Too much metadata?

Stephen Hearn

metadata

As a metadata manager, much of my career has been focused on catalog management and authority control. Or, to put it another way, on the connections and commonalities that records share. I’ve observed the slow emergence of standards for describing authority control entities—topics, places, persons, bodies, works, etc.—as entities in their own right, with their own descriptions and their own connections to other entities.

Part of what makes my job interesting—and challenging—is that it’s not something I can do in a vacuum, on my own. Metadata without good standards is almost useless. And standards require cooperation.

That’s what I love about the Metadata Managers Focus Group of OCLC’s Research Library Partnership. I get a chance to meet with others excited by metadata challenges and really dive deep into the issues that are at the forefront of our daily working lives.
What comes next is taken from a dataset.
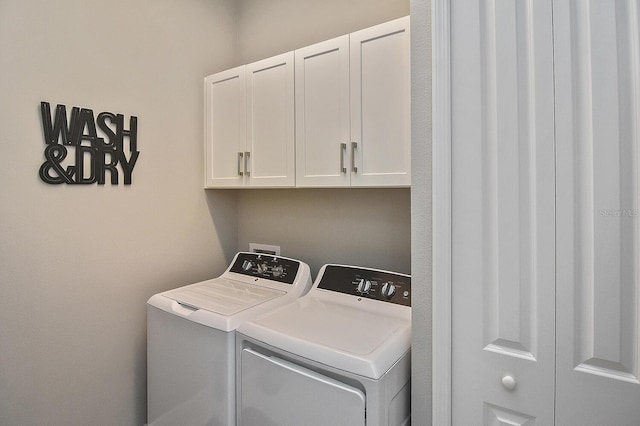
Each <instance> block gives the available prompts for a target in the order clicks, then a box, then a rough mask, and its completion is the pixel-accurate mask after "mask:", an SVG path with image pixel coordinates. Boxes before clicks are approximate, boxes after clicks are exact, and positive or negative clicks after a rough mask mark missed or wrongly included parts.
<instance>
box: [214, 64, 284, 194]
mask: <svg viewBox="0 0 640 426" xmlns="http://www.w3.org/2000/svg"><path fill="white" fill-rule="evenodd" d="M293 84H294V82H293V52H289V53H285V54H283V55H278V56H275V57H272V58H268V59H265V60H262V61H258V62H254V63H252V64H249V65H243V66H240V67H237V68H234V69H231V70H227V71H223V72H220V73H217V74H214V75H211V76H208V77H207V78H205V100H206V102H205V114H206V117H205V123H206V128H205V135H206V137H205V188H242V187H246V186H250V187H286V186H291V187H292V186H294V185H295V154H294V153H295V146H294V137H295V133H294V129H295V124H294V99H293Z"/></svg>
For example, while one problem that we often face is a lack of good metadata, sometimes—just like with holiday eggnog or Halloween candy—we can get too much of a good thing. So how much is “too much” when it comes to metadata?

Information overload

In the digital realm, we tend to think of our search tools as potentially limitless. But how much information is useful and worth our time? During a recent meeting of the group, my colleagues discussed a record for a five-page scientific article with more than 300 author access points and no authority review. Should all of these authors be included in the catalog record? Then why not include every person involved in a film’s production or in an orchestral recording?
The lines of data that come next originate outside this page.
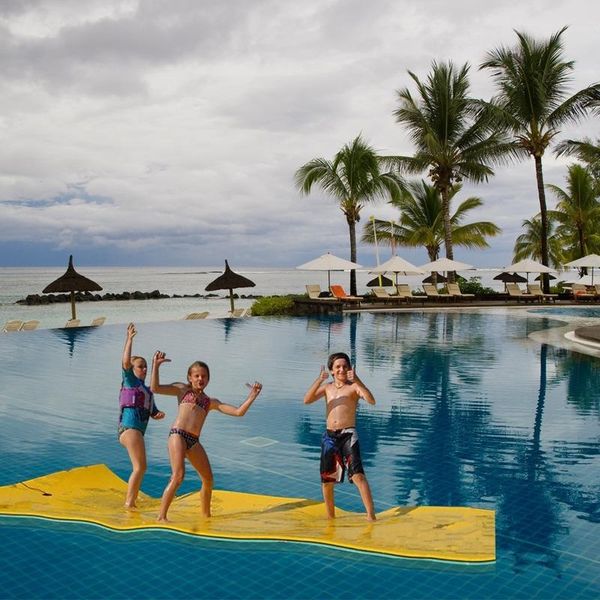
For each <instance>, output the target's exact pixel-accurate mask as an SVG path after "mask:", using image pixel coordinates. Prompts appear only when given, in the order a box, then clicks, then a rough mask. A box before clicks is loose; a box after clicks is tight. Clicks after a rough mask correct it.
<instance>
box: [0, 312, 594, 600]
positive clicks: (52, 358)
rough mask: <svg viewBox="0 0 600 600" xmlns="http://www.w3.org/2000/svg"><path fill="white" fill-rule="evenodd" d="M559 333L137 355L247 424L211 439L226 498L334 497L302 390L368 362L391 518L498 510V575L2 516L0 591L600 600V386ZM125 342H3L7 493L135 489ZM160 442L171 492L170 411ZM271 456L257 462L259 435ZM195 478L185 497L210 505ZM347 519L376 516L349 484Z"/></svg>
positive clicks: (151, 428)
mask: <svg viewBox="0 0 600 600" xmlns="http://www.w3.org/2000/svg"><path fill="white" fill-rule="evenodd" d="M560 324H562V323H561V322H559V321H555V320H553V319H550V318H544V317H541V316H527V315H526V314H525V313H524V312H523V311H514V312H509V311H507V312H505V313H501V312H497V313H494V314H486V313H483V312H481V313H475V314H468V313H460V312H456V313H449V312H443V313H426V312H414V313H403V314H393V313H382V314H360V315H349V316H345V317H344V318H343V319H336V320H328V319H325V318H307V319H304V318H297V319H285V318H251V319H237V320H212V321H201V322H194V321H188V322H183V321H181V322H172V323H155V324H144V325H142V326H140V328H139V329H140V332H139V334H138V336H137V337H136V340H135V348H134V349H135V352H136V353H139V354H142V355H143V356H146V357H147V358H149V357H150V356H151V354H152V353H153V352H154V350H155V349H157V348H160V349H162V350H164V351H166V352H167V354H169V355H170V356H171V358H172V359H173V362H172V363H170V364H169V365H165V366H164V367H163V377H164V379H165V380H169V379H171V380H181V379H182V378H183V376H184V374H185V371H186V369H187V366H188V365H189V363H191V362H192V361H193V360H195V359H198V358H199V359H204V360H206V361H207V362H208V363H209V364H210V366H211V383H210V386H209V388H208V391H209V393H211V394H212V395H214V396H216V397H218V398H220V399H222V400H225V401H231V402H234V403H237V402H239V401H241V400H242V399H243V398H244V397H245V393H246V392H245V388H244V386H243V384H244V383H245V382H246V381H253V380H254V379H259V380H261V381H262V382H263V384H264V391H263V393H262V395H261V396H260V398H259V399H258V400H257V402H256V403H255V405H254V406H253V407H252V409H251V410H250V411H249V413H248V414H247V415H246V416H245V417H244V418H243V419H241V420H240V419H230V418H227V417H223V416H221V415H212V414H211V416H210V417H209V421H208V423H207V425H206V428H205V431H204V432H203V441H204V444H205V447H206V448H207V451H208V453H209V456H210V458H211V462H212V466H213V470H214V474H215V486H216V487H217V488H218V489H227V490H236V491H245V492H251V493H261V494H272V495H286V496H294V497H307V498H317V499H318V498H320V484H319V477H318V456H319V440H320V435H321V432H322V429H323V417H324V414H323V407H322V406H320V405H318V404H317V405H311V406H304V405H303V404H302V397H303V395H304V392H305V391H306V389H307V388H308V386H309V385H310V383H311V382H312V381H313V380H314V378H315V377H316V376H317V375H318V373H319V368H320V365H321V364H323V363H324V362H325V361H326V356H327V354H328V353H329V352H333V351H338V350H341V351H346V352H348V353H349V354H351V356H352V357H353V358H354V359H355V361H356V368H357V371H358V372H359V374H360V375H361V377H362V379H363V380H364V381H365V383H367V385H368V386H369V387H370V388H371V390H372V391H373V393H374V395H375V398H376V399H377V405H376V406H375V407H367V406H363V407H361V409H360V411H359V420H358V427H359V432H360V435H361V448H362V453H363V461H364V463H365V467H366V469H367V476H368V478H369V481H370V483H371V487H372V489H373V494H374V498H375V502H376V507H377V508H378V510H383V509H386V508H389V507H391V506H396V505H463V506H475V507H481V508H492V509H495V510H496V511H497V515H496V540H497V561H496V563H494V564H493V565H457V564H451V563H441V562H435V561H427V560H419V561H415V560H404V559H397V558H386V557H376V556H372V555H366V554H361V553H355V552H349V551H344V550H334V549H325V548H321V547H315V546H310V545H304V544H292V543H281V542H228V541H217V540H202V539H198V538H191V537H187V536H184V535H179V534H176V533H171V532H160V531H156V532H154V531H150V532H129V533H116V532H111V531H107V530H103V529H101V528H99V527H95V526H92V525H84V524H65V523H52V522H47V521H42V520H35V519H14V518H6V517H5V518H0V537H1V542H2V543H1V545H0V554H1V558H2V564H3V568H2V570H0V587H1V589H2V590H3V592H2V593H3V594H5V595H6V597H10V598H65V597H68V598H75V597H77V598H81V597H85V598H125V597H127V598H149V597H151V598H157V597H158V598H160V597H177V596H183V597H190V596H199V597H207V598H212V597H218V598H240V597H244V598H314V597H323V598H342V597H344V598H347V597H354V598H374V597H377V598H396V597H398V596H399V595H403V596H406V597H410V598H450V597H453V598H506V597H511V598H525V597H527V598H529V597H533V596H535V597H543V598H564V597H569V598H595V597H598V596H599V595H600V561H599V559H598V556H600V541H599V540H600V536H599V533H600V531H599V529H600V526H599V521H600V503H599V500H598V498H599V497H600V475H599V473H600V469H599V466H600V457H599V454H600V453H599V451H598V439H599V435H600V426H599V419H598V416H599V414H600V402H599V399H600V394H599V391H598V390H600V375H599V370H598V362H597V359H595V358H593V357H589V356H585V355H582V354H577V353H572V352H569V351H566V350H563V349H558V348H553V347H551V346H547V345H540V344H538V343H537V342H535V341H533V340H531V339H528V337H527V335H528V334H530V333H532V332H534V331H539V330H540V329H544V328H548V327H553V326H557V325H560ZM124 333H125V328H124V327H117V326H104V327H100V328H93V329H92V328H90V329H77V330H45V331H44V330H43V331H33V332H26V333H24V334H19V335H10V334H8V335H4V336H0V357H1V360H2V365H3V369H2V375H1V376H0V381H1V383H2V385H1V386H0V411H1V418H2V425H1V427H2V432H3V435H2V436H0V448H1V451H2V457H3V460H2V463H1V464H0V484H1V485H5V484H8V483H13V482H16V481H21V480H23V479H30V478H33V477H38V476H41V475H44V474H47V473H51V472H54V471H58V470H62V469H67V468H71V467H75V466H81V465H85V464H95V463H106V464H107V465H108V466H109V467H110V468H111V469H112V470H113V471H115V472H116V473H117V474H118V475H120V476H121V477H123V478H126V477H127V475H128V472H129V463H128V459H127V456H126V453H125V451H124V450H123V449H122V448H121V447H120V446H119V444H118V442H117V440H116V435H115V428H116V418H117V409H116V405H117V400H116V399H117V393H118V387H119V382H120V372H119V369H120V365H119V362H120V354H121V350H122V344H123V339H124ZM157 400H158V404H159V407H160V408H161V409H163V410H165V411H166V412H167V418H166V419H165V420H164V421H162V422H151V423H150V426H149V431H148V434H147V436H146V440H147V448H148V458H149V469H148V473H147V475H146V477H145V479H144V485H143V490H144V491H145V492H146V493H148V494H150V495H153V496H159V495H160V493H161V492H162V489H163V487H164V485H165V483H166V481H167V479H168V476H169V466H168V460H167V456H166V449H165V446H166V436H167V431H168V428H169V425H170V422H171V420H172V419H173V416H174V405H175V401H174V399H172V398H169V397H158V399H157ZM256 436H261V437H264V438H268V439H269V440H272V441H273V442H274V443H272V444H271V445H268V446H265V447H257V446H253V445H251V444H249V443H247V442H248V440H249V439H250V438H252V437H256ZM197 488H198V481H197V479H196V478H195V476H194V475H193V473H191V472H188V476H187V477H186V480H185V482H184V484H183V485H182V488H181V489H180V493H186V492H189V491H193V490H196V489H197ZM336 501H337V504H338V506H340V507H341V508H345V509H348V510H356V511H361V510H362V505H361V503H360V499H359V497H358V493H357V492H356V490H355V489H353V487H352V486H350V485H348V484H344V485H343V486H340V487H338V489H337V490H336Z"/></svg>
It really comes down to how valuable it would be to have this information surface in the library catalog. Keep in mind that some discovery systems show only the first two lines of contributor names anyway, so these additions may not be visible to most library users. On the other hand, adding so many uncontrolled names will tend to make search results less precise. Since some libraries may have different local requirements, it’s likely that one size can never fit all. But should we consider standards to guide these decisions?

Same name, different text

We discussed how having an excessive number of contributors can be especially challenging when you’re cataloging with authorized access points—the preferred name and spelling of a person or organization formulated to be unique. In a browse-index-based world, these unique access points perform an important role in differentiating between contributors. But today, contextual information might better differentiate authors. Displaying “Smith, John; born 1950; field of activity: Geology; associated with …” etc. could be more useful than just “Smith, John, 1950-“ for someone searching for a particular John Smith.

We will rely on systems like VIAF to provide these “same as” relationships for us. As more contributors get unique identifiers and are associated with identifying metadata, the problem gets a little easier, but we’ll still need more systems to aggregate these identifiers so we can know who we’re talking about.

That’s the conclusion I came away with from the Metadata Managers Focus Group: let’s focus on ways to make the relationships between items more apparent to help information seekers find what they need.

The joy of collaboration

Metadata managers from more than 50 institutions in ten countries meet in-person and have online conversations about questions like these all the time. Other recent topics have included

  • creating metadata for equity, diversity, and inclusion;
  • metadata for audio and videos; and
  • coverage of Identity Management work.

It’s a great opportunity to exchange ideas with people like me who are fascinated by library metadata.

We don’t always leave these discussions with clear-cut solutions. But as we talk through the issues together, we approach a better understanding of how our challenges overlap and interrelate. Which is great, because making connections between libraries and librarians has always been the best way to hone best practices for working with library metadata.